Konuyla ilgili aklıma gelen yazılardan ilki Sabri Gürses’ten: İntihal: Nasıl Olağanlaştırılıyor | ÇEVİRİBİLİM

Bir de bunu koyayım: İntihal etme ne olur! | www.sabitfikir.com

edit: aylar sonra hortlattım başlığı, ama bir konunun altında önerilince tarihine bakmadım. :grinning:

4 Beğeni

Damla hanım, aslında intihal meselesinin yanında birde başka yazarlar tarafından yazılan devam kitapları falan da var. Bence bu da büyük bir sorun, hatta saygısızlık. Sherlock Holmes’e, Dracula’ya vb. yapılanları görünce üzülüyorum açıkçası.

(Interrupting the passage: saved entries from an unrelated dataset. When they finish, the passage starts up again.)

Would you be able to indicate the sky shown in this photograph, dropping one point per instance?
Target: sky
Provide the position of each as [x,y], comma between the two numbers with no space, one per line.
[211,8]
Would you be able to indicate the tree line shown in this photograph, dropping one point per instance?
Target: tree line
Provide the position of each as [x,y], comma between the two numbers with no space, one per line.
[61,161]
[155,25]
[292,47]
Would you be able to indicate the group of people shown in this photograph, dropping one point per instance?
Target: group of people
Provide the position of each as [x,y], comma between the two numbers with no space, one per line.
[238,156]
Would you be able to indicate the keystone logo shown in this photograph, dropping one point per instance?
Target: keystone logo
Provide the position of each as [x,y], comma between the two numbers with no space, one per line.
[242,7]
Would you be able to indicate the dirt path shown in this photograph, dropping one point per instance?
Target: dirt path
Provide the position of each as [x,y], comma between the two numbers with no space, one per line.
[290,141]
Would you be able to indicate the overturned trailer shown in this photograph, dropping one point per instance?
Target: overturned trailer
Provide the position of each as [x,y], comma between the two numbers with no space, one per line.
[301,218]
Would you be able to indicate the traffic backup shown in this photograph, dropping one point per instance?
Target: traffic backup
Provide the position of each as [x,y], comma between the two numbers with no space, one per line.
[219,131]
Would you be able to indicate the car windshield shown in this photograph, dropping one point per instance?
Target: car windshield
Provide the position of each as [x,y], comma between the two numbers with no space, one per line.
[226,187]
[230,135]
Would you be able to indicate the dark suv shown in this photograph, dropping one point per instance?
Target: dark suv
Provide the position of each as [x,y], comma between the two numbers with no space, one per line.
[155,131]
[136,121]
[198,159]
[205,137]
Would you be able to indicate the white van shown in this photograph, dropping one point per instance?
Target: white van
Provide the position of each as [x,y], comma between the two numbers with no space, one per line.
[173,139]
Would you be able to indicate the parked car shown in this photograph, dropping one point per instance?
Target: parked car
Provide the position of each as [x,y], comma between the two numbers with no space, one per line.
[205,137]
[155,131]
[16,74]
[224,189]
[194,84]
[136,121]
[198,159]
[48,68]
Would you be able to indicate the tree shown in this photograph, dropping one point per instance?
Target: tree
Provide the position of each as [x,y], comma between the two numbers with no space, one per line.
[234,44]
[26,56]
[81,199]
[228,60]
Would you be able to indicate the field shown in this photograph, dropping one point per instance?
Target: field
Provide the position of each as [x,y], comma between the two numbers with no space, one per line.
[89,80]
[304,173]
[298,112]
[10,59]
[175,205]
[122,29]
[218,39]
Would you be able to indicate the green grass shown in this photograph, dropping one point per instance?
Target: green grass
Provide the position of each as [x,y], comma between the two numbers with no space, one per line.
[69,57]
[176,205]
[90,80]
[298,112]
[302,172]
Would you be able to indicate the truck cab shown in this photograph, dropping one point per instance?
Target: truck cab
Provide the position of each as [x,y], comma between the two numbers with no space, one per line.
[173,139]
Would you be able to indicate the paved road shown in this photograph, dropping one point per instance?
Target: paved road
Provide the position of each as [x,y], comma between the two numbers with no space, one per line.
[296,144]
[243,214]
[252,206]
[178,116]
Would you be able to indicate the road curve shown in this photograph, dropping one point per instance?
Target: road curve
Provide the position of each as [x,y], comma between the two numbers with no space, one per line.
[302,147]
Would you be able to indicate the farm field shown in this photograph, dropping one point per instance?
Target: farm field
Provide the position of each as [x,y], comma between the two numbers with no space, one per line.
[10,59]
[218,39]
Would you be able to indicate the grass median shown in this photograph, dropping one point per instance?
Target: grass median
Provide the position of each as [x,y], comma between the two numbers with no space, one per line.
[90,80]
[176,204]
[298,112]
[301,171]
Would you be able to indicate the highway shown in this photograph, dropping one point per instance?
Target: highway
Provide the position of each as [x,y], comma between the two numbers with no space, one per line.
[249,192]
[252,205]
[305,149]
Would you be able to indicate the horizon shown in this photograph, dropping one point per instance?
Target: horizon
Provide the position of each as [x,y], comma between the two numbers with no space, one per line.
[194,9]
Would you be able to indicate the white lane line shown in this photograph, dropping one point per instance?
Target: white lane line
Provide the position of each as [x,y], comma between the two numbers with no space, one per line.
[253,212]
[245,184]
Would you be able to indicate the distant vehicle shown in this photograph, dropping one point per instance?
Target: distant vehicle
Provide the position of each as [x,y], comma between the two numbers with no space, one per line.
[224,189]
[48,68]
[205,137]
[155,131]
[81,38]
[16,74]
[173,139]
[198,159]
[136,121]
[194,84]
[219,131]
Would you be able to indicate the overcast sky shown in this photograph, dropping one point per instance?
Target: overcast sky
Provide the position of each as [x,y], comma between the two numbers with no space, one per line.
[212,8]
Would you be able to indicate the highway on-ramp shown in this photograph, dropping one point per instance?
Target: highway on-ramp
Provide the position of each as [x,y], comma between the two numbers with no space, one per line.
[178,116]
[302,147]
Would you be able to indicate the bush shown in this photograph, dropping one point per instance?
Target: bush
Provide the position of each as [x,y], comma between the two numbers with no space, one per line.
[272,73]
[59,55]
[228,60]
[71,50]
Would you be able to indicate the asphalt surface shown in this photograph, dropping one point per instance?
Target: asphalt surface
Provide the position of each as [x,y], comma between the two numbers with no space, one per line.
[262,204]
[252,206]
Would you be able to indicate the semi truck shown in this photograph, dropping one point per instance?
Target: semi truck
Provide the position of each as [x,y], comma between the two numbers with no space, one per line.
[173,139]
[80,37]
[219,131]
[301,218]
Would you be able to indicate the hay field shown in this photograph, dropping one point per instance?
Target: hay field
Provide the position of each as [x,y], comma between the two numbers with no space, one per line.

Edit: Bir 6 ay sonrada başlığı ben hortlatmışım ama neyse. :grin:

2 Beğeni

Özellikle zweig gibi yazarların kitaplarında bunu çok yaşıyorum. Mesela eserin adı çöküş, is bankasi bir çöküşün öyküsü diye çevirmiş, alfa bir yüreğin çöküşü, mavi çatı (ki favorim) bir kalbin çöküşü diye çevirmiş kitap ismini. Oyleki buna benzer bazı kitaplarda ismi oyle degistirmisler ki iki öykü farklı sanıp diğer kitabı da alabilirsiniz.
Ceviri konusu biraz öznel bunu da su sebepten söylüyorum is bankasi nin çevirileri bana biraz fazla durgun geliyor. Hani resmi makale cevirisi yapılmış gibi bazı cevirileri ruhsuz geliyor bana. Tabi belki de onyargidan çünkü cogu kitabi farkli kisiler çeviriyor.
Mesela başarısız oldugunu düşündüğüm bir yayın evi martı yayın evi. Sherlock holmes e ilk başladığımda martı dan bu baya a101 de6 liraya satılan kitaplarından başlamıştım. Ucuz diye de tüm seriyi aldım. Ancak hem sayfa kalitesi hem cümlede edebi nitelik eksikti. Araştırdım falan baya en son Everestin 3 ciltlik serisini amazondan 150 liraya falan aldım. Sanırım kitapligimdaki en sevdigim 3 kitap bunlar. Çünkü ceviri edebi yanı dipnotlari ki kitap zaten ansiklopedi gibi her öykünün yayınlandığı dönemi öykünün öyküsünü falan iceriyor.
Dediginizde sonuna kadar haklısınız, fiyat konusunda sonuna kadar katılıyorum. Fiyat farkı sadece küçük yayınevlerinde yok bu arada. Misal ithaki de klasiklerin bazılarını basıyor ve nerdeyse is yayınlarının iki katı fiyatı.
Belki daha guzel ceviri ve edisyondur ama is bankası sayesinde çoğu klasige cok daha ucuza ulaşıyoruz.
Konuyla ilgili bir de isin Türk yazar versiyonu var. Sabahattin Ali nin neredeyse tüm yayinevlerinden kitapları basıldı,ciltli halleri olsun tek kitap halinde olsun hatta epsilonun bi viltli serisinde adamın tuttugu tutanaklar falan var. Yazar türk ve metin belli, buna ragmen hepsi basıyor.
Kisisel kanaatim “bu kitao klasik zaten her türlü gider elimizde kalmaz” mantığı yürütüyolar. Zaten yazara para gitmiyor tek ödedikleri para editöryel ve basım ücreti

Yine araya gireceğim. :slight_smile:

Bir Çöküşün Öyküsü ile Bir Yüreğin Çöküşü iyi ayrı öykü zaten. Bir Yüreğin Çöküşü, İş Kültür’ün Karmaşık Duygular adlı derlemesinin içinde yer alıyor.

2 Beğeni

O daha kötü degil mi :grinning:

Hangisi daha kötü?
Diyorum ki Alfa’nın Bir Yüreğin Çöküşü diye yayımladığı kitapla İş Bankası’ndan çıkan Bir Çöküşün Öyküsü aynı kitap değil. İki öykü farklı sanabilirsiniz, demişsiniz. Ben de iki öykü zaten farklı diyorum. Alfa’dan, Mavi Çatı’dan ayrı kitap olarak çıkan öykü, İş Kültür’de derlemenin içinde.
Bir Çöküşün Öyküsü, Madame de Prie ile ilgili. Almanca adı Geschicte eines Untergangs.
Bir Yüreğin (Kalbin vs.) Çöküşü, salomonsohn adlı yaşlı bir adamın hikâyesi: Untergang eines Herzens.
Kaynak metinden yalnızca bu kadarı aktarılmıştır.